If I were honest, I’d tell you I don’t really like graduation Sunday. It’s not that I’m against the idea of graduating or of celebrating students who’ve been part of our ministry. It just seems that no matter what we do to make the event feel like a good thing, there always seems to be a hint, a shadow of sadness that goes along with it.

I remember the first time I felt it. My sweet twelfth grade small group was graduating and one of them turned to me with wide eyes and welling tears and said, “What do you mean we’re not having small group next year?” It was like she was putting it all together for the first time. No longer a student = no longer in student ministry. And she was crushed.

The shock makes sense. For at least four years of their lives, we pour all of our time, energy, and budget into caring for them and developing relationships with them that go beyond the surface. Then, on a single Sunday, we tell some good stories, give them a cheap parting gift, and it can feel as if it all comes to a screeching halt. Even with the best of intentions, it’s enough to give anyone ministry whiplash.

What else can we do? Even if we wanted to keep them forever, many of our student rooms are bursting at the seams as we brace for incoming freshmen. We need our seniors to leave as much as they need to go. But does that have to mean total separation? Is there a way to help our seniors move on without feeling like we’re kicking them out?
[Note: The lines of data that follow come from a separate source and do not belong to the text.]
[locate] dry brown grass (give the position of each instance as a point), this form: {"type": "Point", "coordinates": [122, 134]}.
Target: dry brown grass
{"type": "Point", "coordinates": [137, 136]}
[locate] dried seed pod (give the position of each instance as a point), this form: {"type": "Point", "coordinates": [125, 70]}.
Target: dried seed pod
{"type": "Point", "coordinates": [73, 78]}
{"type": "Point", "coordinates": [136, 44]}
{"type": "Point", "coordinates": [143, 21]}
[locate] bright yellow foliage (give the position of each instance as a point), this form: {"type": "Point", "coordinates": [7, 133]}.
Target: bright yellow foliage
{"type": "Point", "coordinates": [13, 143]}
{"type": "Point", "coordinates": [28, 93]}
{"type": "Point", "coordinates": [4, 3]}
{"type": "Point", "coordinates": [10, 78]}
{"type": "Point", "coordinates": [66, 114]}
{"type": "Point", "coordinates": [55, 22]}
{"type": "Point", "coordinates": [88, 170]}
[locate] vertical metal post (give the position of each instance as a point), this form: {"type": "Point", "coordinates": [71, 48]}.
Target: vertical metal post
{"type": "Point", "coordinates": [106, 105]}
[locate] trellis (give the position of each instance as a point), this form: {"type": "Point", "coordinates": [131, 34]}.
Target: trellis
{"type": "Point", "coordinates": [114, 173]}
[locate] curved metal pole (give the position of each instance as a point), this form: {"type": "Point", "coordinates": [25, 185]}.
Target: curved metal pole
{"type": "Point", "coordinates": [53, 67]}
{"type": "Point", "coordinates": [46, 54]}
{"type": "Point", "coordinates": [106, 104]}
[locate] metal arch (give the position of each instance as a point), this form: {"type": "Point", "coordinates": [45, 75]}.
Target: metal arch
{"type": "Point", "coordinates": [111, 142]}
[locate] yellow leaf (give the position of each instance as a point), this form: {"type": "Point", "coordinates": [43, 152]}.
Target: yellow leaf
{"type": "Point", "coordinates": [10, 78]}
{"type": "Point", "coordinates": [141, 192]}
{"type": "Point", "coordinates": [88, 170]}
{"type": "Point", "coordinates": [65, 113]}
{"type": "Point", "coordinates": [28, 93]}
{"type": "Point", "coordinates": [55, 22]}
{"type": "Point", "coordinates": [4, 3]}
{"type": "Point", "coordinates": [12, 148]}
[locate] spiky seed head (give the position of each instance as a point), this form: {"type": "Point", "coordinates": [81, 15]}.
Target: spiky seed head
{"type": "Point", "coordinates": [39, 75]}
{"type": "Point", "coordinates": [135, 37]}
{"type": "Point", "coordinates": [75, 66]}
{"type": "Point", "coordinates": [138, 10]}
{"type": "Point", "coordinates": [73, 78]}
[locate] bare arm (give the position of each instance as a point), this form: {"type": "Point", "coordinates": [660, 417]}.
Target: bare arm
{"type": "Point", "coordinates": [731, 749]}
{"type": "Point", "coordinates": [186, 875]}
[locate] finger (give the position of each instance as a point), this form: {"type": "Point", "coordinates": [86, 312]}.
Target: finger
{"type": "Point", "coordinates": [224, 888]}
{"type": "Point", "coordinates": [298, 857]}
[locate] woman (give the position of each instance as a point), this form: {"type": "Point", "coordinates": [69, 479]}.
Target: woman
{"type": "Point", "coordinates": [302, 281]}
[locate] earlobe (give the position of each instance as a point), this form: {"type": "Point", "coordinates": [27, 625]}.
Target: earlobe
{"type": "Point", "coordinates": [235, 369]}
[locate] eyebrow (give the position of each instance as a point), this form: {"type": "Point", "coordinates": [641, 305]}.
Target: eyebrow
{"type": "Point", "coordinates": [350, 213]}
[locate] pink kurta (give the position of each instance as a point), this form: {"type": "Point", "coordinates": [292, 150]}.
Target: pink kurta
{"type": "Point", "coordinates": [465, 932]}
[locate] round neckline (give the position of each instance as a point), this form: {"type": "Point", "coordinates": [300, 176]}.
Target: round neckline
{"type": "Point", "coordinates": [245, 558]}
We could all quote depressing statistics about students who leave their faith after high school. And while there are a number of factors that may be at the root, it’s fair to say that feeling abandoned after student ministry doesn’t help the situation. As ministry leaders, if we’re ever going to help reverse these statistics, we have to get really good at leveraging the high-school to college transition, not just surviving it. And maybe the key is making sure the time after graduation feel less like an eviction from our ministry and more like an extension of our ministry.
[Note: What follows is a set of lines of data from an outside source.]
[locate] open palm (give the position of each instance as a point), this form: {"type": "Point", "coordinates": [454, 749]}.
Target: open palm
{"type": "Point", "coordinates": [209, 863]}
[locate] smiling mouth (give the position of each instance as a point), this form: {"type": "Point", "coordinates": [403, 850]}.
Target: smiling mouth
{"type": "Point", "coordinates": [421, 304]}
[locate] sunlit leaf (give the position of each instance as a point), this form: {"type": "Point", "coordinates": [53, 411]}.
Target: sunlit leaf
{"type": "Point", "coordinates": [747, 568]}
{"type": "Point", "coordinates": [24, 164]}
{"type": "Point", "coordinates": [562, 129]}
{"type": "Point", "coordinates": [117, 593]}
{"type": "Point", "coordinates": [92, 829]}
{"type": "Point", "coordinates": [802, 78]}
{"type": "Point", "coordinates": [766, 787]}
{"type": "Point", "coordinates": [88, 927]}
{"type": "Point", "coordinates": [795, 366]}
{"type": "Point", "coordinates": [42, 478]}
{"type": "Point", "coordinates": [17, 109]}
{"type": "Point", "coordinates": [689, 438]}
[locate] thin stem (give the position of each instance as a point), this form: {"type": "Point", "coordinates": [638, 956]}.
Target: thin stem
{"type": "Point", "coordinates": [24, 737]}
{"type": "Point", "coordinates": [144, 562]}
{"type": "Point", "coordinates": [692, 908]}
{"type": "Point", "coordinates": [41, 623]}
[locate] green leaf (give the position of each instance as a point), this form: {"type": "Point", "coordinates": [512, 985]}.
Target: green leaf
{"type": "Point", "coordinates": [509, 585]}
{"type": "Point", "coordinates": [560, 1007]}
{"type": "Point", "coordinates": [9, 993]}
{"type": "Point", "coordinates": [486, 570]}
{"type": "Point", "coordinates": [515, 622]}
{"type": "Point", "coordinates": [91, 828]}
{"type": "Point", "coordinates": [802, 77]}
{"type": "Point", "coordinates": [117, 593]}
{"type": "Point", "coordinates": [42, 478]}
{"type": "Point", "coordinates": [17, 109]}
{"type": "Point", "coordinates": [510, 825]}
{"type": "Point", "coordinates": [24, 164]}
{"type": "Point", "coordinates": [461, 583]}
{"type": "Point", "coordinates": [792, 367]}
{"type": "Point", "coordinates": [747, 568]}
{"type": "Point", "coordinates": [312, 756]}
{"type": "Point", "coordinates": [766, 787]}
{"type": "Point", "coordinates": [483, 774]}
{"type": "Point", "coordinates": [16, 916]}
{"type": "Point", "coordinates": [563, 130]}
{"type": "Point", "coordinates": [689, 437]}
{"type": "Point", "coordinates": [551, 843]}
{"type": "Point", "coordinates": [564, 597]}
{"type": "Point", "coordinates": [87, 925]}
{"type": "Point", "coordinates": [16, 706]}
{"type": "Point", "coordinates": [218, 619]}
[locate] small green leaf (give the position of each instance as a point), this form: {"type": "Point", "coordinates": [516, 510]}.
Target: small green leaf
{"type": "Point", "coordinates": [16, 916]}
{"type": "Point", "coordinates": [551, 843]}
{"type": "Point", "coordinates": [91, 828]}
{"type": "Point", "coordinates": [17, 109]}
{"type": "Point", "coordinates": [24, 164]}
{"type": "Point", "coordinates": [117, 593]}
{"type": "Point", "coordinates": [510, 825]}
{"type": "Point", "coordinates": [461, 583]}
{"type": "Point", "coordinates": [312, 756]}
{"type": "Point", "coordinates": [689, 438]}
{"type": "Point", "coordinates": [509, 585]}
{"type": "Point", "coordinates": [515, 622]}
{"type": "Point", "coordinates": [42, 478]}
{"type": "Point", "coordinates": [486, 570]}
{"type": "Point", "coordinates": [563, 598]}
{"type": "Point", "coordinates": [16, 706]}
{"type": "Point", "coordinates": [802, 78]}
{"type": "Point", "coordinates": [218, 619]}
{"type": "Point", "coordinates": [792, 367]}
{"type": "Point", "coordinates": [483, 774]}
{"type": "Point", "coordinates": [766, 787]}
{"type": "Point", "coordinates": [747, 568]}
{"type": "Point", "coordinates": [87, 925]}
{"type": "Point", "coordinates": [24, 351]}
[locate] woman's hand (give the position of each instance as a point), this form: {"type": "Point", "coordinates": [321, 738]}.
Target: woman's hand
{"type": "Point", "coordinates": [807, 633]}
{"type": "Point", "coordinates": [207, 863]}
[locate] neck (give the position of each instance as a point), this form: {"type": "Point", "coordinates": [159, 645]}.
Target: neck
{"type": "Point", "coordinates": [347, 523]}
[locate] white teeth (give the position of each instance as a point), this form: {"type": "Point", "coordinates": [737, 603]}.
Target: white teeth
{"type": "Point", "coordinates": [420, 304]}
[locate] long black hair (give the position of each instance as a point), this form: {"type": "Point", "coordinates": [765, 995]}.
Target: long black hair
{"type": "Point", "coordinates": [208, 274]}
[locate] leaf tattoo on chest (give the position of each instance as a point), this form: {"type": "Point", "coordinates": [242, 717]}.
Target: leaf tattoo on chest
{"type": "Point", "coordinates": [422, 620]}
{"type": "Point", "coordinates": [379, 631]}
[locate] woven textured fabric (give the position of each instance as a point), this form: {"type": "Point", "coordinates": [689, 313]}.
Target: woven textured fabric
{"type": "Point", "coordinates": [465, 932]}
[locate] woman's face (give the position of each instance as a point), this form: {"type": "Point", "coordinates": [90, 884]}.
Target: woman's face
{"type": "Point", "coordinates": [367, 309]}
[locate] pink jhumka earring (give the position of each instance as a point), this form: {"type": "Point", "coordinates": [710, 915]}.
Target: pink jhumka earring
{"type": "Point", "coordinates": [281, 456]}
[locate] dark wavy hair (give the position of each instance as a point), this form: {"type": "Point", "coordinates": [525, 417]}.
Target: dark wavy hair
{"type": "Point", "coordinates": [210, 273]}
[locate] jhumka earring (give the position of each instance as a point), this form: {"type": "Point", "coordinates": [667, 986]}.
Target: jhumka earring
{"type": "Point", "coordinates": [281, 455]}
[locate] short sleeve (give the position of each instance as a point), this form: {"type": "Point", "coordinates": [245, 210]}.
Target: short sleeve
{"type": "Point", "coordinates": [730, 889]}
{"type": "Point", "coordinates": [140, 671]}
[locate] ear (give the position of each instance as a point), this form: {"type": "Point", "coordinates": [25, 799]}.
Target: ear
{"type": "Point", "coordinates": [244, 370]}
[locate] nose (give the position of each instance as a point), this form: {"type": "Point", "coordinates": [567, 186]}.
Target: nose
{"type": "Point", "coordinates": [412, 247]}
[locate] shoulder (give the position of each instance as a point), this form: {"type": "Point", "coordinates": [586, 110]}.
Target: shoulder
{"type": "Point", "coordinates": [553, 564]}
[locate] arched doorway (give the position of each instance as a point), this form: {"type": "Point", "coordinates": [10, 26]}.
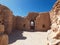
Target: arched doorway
{"type": "Point", "coordinates": [32, 24]}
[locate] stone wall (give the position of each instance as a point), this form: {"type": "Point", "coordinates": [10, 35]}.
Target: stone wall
{"type": "Point", "coordinates": [42, 22]}
{"type": "Point", "coordinates": [54, 32]}
{"type": "Point", "coordinates": [31, 16]}
{"type": "Point", "coordinates": [6, 16]}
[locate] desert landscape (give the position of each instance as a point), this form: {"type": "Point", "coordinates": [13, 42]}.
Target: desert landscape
{"type": "Point", "coordinates": [28, 38]}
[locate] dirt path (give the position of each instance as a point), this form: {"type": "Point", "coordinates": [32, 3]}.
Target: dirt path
{"type": "Point", "coordinates": [28, 38]}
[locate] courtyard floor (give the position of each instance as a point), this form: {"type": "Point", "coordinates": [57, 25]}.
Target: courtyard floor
{"type": "Point", "coordinates": [28, 38]}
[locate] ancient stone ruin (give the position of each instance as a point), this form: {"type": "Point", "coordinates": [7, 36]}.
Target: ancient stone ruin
{"type": "Point", "coordinates": [45, 21]}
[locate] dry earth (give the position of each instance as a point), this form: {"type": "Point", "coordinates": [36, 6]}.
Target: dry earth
{"type": "Point", "coordinates": [27, 38]}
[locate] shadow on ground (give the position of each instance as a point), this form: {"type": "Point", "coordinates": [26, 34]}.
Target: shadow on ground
{"type": "Point", "coordinates": [16, 35]}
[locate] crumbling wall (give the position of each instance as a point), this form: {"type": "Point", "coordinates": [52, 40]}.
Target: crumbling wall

Okay, maybe the idea of a fifth year senior isn’t ideal for schools, but it can be a great idea in high school ministry. That doesn’t mean students stay behind to be in your ministry environment every week, but it does mean that someone from your ministry (preferably their small group leader) will go with them into the next season of life.
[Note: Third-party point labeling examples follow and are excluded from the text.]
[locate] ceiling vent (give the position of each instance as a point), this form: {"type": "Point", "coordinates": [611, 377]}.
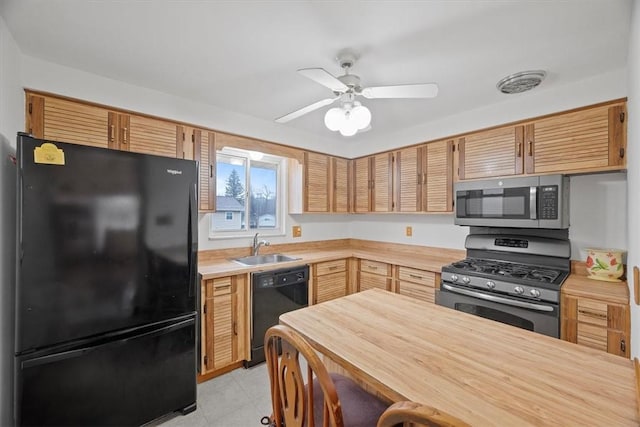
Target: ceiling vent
{"type": "Point", "coordinates": [521, 82]}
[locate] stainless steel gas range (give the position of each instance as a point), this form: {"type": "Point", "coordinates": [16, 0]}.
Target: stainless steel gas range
{"type": "Point", "coordinates": [510, 275]}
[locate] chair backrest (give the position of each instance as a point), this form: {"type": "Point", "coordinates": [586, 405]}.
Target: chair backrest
{"type": "Point", "coordinates": [293, 401]}
{"type": "Point", "coordinates": [401, 412]}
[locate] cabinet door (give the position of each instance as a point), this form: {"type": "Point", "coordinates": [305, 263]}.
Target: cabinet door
{"type": "Point", "coordinates": [186, 142]}
{"type": "Point", "coordinates": [417, 284]}
{"type": "Point", "coordinates": [205, 154]}
{"type": "Point", "coordinates": [591, 139]}
{"type": "Point", "coordinates": [362, 185]}
{"type": "Point", "coordinates": [150, 136]}
{"type": "Point", "coordinates": [382, 185]}
{"type": "Point", "coordinates": [220, 324]}
{"type": "Point", "coordinates": [316, 182]}
{"type": "Point", "coordinates": [408, 182]}
{"type": "Point", "coordinates": [69, 121]}
{"type": "Point", "coordinates": [340, 197]}
{"type": "Point", "coordinates": [330, 286]}
{"type": "Point", "coordinates": [492, 153]}
{"type": "Point", "coordinates": [618, 327]}
{"type": "Point", "coordinates": [437, 181]}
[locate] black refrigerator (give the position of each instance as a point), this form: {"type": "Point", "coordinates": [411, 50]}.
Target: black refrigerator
{"type": "Point", "coordinates": [105, 285]}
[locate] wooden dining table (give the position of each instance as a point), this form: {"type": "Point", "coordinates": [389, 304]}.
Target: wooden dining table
{"type": "Point", "coordinates": [481, 371]}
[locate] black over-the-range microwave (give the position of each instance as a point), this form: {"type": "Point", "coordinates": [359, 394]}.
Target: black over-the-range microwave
{"type": "Point", "coordinates": [527, 202]}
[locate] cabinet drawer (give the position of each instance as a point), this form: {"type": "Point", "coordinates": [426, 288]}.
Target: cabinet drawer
{"type": "Point", "coordinates": [406, 274]}
{"type": "Point", "coordinates": [417, 291]}
{"type": "Point", "coordinates": [592, 312]}
{"type": "Point", "coordinates": [592, 336]}
{"type": "Point", "coordinates": [375, 267]}
{"type": "Point", "coordinates": [217, 287]}
{"type": "Point", "coordinates": [329, 267]}
{"type": "Point", "coordinates": [371, 281]}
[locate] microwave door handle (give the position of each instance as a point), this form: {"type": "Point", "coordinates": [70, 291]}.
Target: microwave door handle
{"type": "Point", "coordinates": [495, 298]}
{"type": "Point", "coordinates": [533, 205]}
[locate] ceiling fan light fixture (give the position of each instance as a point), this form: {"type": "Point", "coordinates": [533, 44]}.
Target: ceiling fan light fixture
{"type": "Point", "coordinates": [334, 118]}
{"type": "Point", "coordinates": [348, 119]}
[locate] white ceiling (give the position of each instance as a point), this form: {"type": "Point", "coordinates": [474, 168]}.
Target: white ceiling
{"type": "Point", "coordinates": [242, 56]}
It’s a win for everyone. Most small group leaders are completely worn out by the end of their students’ senior year. So what if, instead of asking them to take on a brand new group of freshmen, you asked them to stick around for one more year with their current students? The relationships are already in place. They have a year off from the regular ministry environment. And they can use the additional time to…

  • Check in with graduates during key times. Move-in day. Sorority/Fraternity rush week. Midterm season. Final exams. In the times of most uncertainty, the kindest thing a leader can do is simply call or text and check-on them.
  • Connect them to a local church. Let’s face it. Even as adults, most of us don’t like attending a new church by ourselves. Simply knowing a new church is approved by someone they trust can give a scared freshman the courage to go. If they’re within driving distance, leaders may even offer to attend with the student on their first Sunday.
  • Answer the phone- all the time. College freshmen have a lot of questions and they aren’t always ready to call mom. Having a trusted adult that they can reach when they’re not sure whether to skip class or skip a party can make all the difference.
  • Sit with them when they return. For a college freshman, coming home can be almost as scary as leaving. They’ve grown. They’ve changed. Then, they return on a school break and aren’t sure where they fit. A great leader, who calls and invites them to return to church and offers to sit with them can mean the world.
  • Help them with the next step—even if that isn’t college. Sometimes not going away to college can leave a student feeling more alone than if they had moved away. Non-college graduates will need just as much help (if not more) finding their place in your church after student ministry. Offer to connect them to their adult small-group leader or go with them to gatherings of same-aged members of your church.

No matter how you do it, the idea is to move the finish line for student ministry past the last day of high school. In doing so, we communicate that our relationship with them was never conditional upon them being a part of our ministry and the Church is a safe place for them in any life stage.